Re: insert vs select into performance - Mailing list pgsql-performance

From Thomas Finneid
Subject Re: insert vs select into performance
Date
Msg-id 469D342B.7080103@ifi.uio.no
Whole thread Raw
In response to Re: insert vs select into performance  (PFC <lists@peufeu.com>)
Responses Re: insert vs select into performance
List pgsql-performance

PFC wrote:
>
>> I was doing some testing on "insert" compared to "select into". I
>> inserted 100 000 rows (with 8 column values) into a table, which took
>> 14 seconds, compared to a select into, which took 0.8 seconds.
>> (fyi, the inserts where batched, autocommit was turned off and it all
>> happend on the local machine)
>
>     Did you use prepared statements ?
>     Did you use INSERT INTO ... VALUES () with a long list of values, or
> just 100K insert statements ?

It was prepared statements and I tried it both batched and non-batched
(not much difference on a local machine)

>     It's the time to parse statements, plan, execute, roundtrips with
> the client, context switches, time for your client library to escape the
> data and encode it and for postgres to decode it, etc. In a word :
> OVERHEAD.

I know there is some overhead, but that much when running it batched...?
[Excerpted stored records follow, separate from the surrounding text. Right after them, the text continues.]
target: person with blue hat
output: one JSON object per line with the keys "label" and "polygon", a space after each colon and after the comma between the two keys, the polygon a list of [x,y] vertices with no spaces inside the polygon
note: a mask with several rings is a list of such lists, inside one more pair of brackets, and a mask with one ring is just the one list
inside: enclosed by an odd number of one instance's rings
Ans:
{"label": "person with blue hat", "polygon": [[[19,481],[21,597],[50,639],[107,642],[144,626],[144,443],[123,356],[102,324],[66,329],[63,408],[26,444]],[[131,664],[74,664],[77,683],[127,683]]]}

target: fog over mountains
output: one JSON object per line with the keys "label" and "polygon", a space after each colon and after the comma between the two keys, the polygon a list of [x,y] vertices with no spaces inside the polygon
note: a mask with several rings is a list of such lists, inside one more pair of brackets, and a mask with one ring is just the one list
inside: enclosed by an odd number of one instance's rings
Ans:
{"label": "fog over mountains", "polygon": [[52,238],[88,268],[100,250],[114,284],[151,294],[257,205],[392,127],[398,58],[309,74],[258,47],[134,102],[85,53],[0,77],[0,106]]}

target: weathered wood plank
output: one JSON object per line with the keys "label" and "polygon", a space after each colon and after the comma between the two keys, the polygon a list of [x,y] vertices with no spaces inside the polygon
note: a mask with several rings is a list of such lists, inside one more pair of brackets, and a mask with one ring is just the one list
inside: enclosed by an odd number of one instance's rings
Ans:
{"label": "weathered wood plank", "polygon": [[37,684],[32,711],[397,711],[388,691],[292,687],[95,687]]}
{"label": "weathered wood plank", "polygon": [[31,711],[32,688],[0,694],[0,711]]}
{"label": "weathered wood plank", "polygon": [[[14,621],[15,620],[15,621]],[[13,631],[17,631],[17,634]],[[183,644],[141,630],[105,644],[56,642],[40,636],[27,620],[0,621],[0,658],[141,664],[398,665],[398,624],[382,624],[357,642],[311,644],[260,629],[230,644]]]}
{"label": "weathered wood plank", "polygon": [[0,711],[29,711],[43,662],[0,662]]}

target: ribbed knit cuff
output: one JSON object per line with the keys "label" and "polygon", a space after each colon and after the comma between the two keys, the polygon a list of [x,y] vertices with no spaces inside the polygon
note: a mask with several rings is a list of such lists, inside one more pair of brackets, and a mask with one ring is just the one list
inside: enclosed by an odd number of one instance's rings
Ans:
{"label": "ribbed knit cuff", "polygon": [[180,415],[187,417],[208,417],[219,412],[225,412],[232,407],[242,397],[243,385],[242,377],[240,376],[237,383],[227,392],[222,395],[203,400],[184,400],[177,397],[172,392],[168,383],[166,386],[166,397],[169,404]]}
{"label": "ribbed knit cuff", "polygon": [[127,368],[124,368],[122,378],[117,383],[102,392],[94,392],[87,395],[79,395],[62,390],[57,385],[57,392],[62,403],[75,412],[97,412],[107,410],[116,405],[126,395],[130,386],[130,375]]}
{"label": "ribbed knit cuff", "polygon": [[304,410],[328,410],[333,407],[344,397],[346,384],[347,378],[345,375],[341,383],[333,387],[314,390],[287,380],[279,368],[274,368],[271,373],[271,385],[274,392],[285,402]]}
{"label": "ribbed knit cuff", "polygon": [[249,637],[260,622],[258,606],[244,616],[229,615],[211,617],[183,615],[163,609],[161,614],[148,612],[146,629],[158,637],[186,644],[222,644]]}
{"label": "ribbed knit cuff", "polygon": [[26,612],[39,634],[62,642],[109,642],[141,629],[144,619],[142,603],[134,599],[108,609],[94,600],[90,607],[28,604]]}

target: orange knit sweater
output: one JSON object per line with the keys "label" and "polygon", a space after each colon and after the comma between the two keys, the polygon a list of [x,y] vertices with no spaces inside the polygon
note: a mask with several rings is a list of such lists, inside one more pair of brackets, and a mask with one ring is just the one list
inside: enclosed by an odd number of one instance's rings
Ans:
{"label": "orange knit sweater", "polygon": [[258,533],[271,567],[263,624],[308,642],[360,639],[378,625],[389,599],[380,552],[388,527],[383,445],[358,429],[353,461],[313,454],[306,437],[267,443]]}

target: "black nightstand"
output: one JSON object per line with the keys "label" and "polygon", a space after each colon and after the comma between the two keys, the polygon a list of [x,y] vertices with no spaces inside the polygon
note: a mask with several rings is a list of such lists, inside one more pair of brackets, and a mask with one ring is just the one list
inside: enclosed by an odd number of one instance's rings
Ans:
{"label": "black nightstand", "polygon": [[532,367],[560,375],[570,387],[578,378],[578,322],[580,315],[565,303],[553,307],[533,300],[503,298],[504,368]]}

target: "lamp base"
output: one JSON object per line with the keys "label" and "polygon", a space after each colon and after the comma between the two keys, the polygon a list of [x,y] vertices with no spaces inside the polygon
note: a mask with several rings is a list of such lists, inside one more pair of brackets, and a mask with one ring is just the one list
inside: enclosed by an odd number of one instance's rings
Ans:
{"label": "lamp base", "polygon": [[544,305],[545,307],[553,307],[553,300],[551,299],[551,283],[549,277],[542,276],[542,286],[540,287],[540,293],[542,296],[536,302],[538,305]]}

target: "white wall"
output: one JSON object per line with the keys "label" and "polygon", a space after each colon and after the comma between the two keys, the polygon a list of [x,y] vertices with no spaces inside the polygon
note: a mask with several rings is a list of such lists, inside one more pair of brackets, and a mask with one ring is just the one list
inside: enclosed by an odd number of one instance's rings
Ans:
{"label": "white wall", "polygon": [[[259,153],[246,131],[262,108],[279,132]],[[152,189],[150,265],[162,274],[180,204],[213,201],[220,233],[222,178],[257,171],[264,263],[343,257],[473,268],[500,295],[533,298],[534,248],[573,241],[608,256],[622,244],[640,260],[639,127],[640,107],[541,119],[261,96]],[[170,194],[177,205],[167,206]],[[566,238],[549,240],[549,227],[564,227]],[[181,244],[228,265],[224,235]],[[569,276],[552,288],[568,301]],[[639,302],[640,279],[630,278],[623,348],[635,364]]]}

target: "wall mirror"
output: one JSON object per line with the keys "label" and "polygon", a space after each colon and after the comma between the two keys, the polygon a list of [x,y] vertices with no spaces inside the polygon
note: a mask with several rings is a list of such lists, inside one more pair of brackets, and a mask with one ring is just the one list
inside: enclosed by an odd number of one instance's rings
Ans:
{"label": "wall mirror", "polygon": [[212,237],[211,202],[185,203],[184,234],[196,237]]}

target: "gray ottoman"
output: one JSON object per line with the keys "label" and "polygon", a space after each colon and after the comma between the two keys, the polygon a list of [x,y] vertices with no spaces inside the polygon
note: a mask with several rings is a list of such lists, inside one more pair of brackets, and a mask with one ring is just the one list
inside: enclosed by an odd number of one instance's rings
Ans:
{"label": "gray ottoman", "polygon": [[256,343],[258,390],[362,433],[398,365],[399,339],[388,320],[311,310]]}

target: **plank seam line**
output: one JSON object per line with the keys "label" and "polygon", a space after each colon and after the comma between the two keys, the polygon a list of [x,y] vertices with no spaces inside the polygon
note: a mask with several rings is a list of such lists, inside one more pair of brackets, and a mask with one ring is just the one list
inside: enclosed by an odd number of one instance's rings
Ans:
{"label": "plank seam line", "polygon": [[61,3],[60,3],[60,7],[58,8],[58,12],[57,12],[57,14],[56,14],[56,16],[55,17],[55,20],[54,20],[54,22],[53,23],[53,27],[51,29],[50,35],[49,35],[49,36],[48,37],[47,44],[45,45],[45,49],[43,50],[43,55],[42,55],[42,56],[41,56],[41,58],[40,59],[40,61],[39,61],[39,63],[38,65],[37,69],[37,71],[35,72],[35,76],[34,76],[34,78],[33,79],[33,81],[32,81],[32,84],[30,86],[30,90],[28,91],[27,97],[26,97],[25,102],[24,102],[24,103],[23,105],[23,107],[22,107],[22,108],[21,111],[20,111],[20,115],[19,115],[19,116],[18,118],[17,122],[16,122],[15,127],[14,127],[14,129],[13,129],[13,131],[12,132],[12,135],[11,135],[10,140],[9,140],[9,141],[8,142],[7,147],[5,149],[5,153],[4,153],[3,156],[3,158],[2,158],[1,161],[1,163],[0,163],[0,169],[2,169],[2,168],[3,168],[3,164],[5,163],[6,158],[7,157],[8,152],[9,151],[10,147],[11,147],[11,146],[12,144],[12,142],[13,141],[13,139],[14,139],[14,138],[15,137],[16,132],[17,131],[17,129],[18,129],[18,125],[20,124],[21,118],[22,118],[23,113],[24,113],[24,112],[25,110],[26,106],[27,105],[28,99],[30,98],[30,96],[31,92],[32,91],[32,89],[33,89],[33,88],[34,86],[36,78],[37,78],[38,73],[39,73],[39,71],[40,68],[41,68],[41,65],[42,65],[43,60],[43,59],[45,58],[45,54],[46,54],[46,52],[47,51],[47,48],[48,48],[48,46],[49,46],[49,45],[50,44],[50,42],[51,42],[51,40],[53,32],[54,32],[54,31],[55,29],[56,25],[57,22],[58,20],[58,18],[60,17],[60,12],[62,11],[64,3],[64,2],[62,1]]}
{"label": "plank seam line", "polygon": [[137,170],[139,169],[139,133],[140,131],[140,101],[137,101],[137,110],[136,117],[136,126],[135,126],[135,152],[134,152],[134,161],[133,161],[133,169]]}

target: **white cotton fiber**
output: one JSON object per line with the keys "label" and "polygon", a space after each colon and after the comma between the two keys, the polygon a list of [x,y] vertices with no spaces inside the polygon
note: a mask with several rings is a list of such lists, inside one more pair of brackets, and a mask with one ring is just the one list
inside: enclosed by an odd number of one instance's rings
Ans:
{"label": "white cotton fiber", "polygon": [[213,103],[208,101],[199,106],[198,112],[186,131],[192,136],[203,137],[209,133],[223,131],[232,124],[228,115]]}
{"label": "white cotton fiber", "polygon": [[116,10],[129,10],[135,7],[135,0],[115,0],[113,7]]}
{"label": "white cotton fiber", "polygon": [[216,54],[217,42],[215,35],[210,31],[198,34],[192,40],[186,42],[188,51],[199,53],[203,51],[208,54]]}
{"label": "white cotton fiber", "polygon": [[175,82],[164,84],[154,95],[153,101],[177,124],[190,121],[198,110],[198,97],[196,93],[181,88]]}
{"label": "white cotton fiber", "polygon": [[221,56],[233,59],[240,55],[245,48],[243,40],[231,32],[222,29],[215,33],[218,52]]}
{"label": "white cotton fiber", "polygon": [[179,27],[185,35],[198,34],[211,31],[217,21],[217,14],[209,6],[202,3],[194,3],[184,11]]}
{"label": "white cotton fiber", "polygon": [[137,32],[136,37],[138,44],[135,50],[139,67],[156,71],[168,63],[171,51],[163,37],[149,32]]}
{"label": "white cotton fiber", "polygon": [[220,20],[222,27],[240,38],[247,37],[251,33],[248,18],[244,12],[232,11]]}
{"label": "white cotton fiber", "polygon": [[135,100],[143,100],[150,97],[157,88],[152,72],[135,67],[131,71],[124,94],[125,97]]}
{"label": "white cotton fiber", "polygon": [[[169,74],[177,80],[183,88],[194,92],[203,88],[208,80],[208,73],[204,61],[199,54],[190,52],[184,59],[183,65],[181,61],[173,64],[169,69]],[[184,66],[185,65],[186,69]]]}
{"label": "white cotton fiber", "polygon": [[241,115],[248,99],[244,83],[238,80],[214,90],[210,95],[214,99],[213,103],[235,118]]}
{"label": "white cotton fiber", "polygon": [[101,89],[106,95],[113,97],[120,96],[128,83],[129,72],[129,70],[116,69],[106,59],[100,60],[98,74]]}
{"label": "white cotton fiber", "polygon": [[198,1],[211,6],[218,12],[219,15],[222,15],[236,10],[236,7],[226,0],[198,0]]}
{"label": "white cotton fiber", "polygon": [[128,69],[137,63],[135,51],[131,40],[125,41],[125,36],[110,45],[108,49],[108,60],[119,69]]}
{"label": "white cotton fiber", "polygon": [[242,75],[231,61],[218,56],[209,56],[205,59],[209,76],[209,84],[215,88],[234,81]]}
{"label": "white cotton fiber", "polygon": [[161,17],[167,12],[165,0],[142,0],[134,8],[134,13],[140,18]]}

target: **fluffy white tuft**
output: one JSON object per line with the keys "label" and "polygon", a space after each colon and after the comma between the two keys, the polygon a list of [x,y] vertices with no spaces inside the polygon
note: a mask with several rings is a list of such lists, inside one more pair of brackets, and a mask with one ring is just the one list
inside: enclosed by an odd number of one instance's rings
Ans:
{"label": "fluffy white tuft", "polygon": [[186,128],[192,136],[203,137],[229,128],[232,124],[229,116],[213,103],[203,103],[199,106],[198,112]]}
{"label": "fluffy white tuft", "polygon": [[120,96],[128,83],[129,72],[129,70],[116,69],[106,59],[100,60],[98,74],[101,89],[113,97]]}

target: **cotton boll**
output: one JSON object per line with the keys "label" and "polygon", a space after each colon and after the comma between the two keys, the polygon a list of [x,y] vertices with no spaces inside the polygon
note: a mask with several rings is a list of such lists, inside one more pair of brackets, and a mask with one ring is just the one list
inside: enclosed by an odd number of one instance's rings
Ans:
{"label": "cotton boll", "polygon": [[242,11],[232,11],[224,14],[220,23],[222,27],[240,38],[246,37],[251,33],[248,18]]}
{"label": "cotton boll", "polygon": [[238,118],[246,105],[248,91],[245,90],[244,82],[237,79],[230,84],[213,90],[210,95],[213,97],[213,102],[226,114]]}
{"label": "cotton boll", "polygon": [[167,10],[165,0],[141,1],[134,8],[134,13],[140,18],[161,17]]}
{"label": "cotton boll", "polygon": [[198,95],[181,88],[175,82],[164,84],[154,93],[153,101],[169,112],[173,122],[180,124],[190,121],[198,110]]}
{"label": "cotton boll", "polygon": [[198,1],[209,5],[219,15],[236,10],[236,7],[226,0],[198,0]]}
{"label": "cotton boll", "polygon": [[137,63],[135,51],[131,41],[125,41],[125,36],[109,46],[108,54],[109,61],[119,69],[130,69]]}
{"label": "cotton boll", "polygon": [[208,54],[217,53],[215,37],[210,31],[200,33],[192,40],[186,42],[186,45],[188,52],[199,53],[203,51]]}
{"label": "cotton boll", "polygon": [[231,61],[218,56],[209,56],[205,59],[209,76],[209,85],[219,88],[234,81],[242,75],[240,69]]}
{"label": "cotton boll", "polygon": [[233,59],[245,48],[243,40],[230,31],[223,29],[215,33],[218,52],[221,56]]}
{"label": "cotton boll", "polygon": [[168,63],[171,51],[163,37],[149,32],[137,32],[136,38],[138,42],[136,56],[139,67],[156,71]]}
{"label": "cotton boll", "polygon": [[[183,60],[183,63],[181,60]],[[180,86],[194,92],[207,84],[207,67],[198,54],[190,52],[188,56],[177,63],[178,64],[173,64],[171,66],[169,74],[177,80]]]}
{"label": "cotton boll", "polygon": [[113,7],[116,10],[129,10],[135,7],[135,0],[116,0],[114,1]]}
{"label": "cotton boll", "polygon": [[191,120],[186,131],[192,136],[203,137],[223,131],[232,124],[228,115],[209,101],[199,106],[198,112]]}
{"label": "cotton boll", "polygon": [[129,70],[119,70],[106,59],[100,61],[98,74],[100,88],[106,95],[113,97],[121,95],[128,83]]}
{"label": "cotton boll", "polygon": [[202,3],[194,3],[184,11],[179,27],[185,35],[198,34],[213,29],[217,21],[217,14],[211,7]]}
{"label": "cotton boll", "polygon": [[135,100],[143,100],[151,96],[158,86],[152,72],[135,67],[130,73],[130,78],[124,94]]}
>     By the way which language and client library are you using ?
>
>     FYI 14s / 100k = 140 microseconds per individual SQL query. That
> ain't slow at all.

Unfortunately its not fast enough, it needs to be done in no more than
1-2 seconds, ( and in production it will be maybe 20-50 columns of data,
perhaps divided over 5-10 tables.)
Additionally it needs to scale to perhaps three times as many columns
and perhaps 2 - 3 times as many rows in some situation within 1 seconds.
Further on it needs to allow for about 20 - 50 clients reading much of
that data before the next batch of data arrives.

I know the computer is going to be a much faster one than the one I am
testing with, but I need to make sure the solution scales well.